A quelle altitude voler ?

L’altitude de vol est déterminée en fonction de 4 principaux facteurs :

  • le vent, de direction et force variable selon l’altitude, dont dépendra la vitesse de l’oiseau ; il s’agit nettement du facteur le plus important (Bruderer et al. 2001) ;
  • la température, l’altitude réduisant les risques d’hyperthermie ;
  • la déshydratation, plus faible lorsque la température diminue, mais importante à haute altitude, où la pression partielle de l’Oxygène dans l’air est plus faible ;
  • l’effort entrepris pour prendre de l’altitude et s’y maintenir.

Le record d’altitude en vol est actuellement détenu par un vautour de Rüppell qui a percuté un avion à 11300 m en Côte d’Ivoire.

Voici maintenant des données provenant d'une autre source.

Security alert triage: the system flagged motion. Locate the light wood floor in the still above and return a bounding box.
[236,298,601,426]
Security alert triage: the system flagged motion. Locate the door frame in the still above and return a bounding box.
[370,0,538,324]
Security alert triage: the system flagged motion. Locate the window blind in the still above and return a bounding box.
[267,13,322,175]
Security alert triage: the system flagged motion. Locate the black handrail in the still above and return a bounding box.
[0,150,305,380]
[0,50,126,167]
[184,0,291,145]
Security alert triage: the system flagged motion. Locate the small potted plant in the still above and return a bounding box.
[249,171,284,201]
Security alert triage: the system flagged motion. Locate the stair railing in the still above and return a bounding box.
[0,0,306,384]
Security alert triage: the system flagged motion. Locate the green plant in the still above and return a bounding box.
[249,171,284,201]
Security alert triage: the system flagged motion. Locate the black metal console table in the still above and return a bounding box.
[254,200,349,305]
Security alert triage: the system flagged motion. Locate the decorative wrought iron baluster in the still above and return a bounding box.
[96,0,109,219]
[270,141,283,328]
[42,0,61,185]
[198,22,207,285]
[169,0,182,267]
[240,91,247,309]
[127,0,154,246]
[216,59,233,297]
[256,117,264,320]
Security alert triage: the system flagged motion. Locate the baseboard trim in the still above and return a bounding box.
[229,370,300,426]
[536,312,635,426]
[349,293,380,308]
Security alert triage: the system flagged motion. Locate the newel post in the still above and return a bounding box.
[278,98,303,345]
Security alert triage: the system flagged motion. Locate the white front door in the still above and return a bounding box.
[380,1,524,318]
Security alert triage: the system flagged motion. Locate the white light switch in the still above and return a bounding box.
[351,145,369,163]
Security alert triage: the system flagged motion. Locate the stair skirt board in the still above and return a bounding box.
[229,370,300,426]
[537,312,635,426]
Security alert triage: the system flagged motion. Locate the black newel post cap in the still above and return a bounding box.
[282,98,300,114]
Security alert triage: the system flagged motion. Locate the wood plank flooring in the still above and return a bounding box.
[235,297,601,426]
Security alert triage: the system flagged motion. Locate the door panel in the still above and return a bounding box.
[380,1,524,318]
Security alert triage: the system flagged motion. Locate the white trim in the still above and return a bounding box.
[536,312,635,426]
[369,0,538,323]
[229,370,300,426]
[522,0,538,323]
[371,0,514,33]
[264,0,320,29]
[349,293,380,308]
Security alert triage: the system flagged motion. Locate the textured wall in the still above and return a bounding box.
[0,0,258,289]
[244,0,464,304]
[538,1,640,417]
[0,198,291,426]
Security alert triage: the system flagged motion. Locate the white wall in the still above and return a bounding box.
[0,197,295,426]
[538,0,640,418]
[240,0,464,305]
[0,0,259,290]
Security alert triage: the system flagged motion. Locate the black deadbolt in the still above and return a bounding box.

L’oie à tête barrée traverse l’Himalaya à plus de 10000 m d’altitude, et en Europe, des cygnes ont été signalés à 8000-8500 m. Le polymorphisme de l’hémoglobine permet à ce genre d’espèces de supporter des altitudes très élevées.

Les études radars en Suisse et en Allemagne ont montré qu’entre 90 et 95 % des passereaux et des limicoles migraient à moins de 2000 m.

On peut définir quelques règles générales :

  • Les migrateurs nocturnes atteignent leur altitude maximale 2h après le coucher du soleil en Europe, et ajustent ensuite leur altitude de vol aux conditions de vent optimales (Bruderer & Steidinger 1972).
  • Les migrateurs nocturnes migrent plus hauts que les migrateurs diurnes. Par exemple, au printemps, sur ces derniers sites, l’altitude moyenne était 700 ou 910 m (selon les études) la nuit et de 400 m le jour.
  • En automne, l’altitude est inférieure à celle du printemps sur un même site. 
  • De jour, les oiseaux à vol battu migrent à plus basse altitude que les oiseaux à vol plané.
  • Il semble que les migrateurs les plus rapides fréquentent des altitudes plus élevées que les oiseaux plus lents.
  • Par vent de face, les oiseaux volent à plus faible altitude lorsque la force du vent diminue.
  • L’altitude est plus élevée lors de la traversée d’océans (altitude moyenne de 4000 m au-dessus des Caraïbes, par exemple). Cela peut valoir aussi pour la traversée de déserts : au-dessus du désert du Neguev (Israël), la majorité des migrateurs se concentre entre 1000 et 3000 m (mais 250-1500 m au-dessus du Sahara).
  • Par rapport au sol, les oiseaux migrent plus haut en plaine alors que les massifs montagneux sont souvent traversés à faible altitude, en utilisant les cols : beaucoup de sites de suivi de la migration active (ou de baguage) profitent d’ailleurs de cette propriété.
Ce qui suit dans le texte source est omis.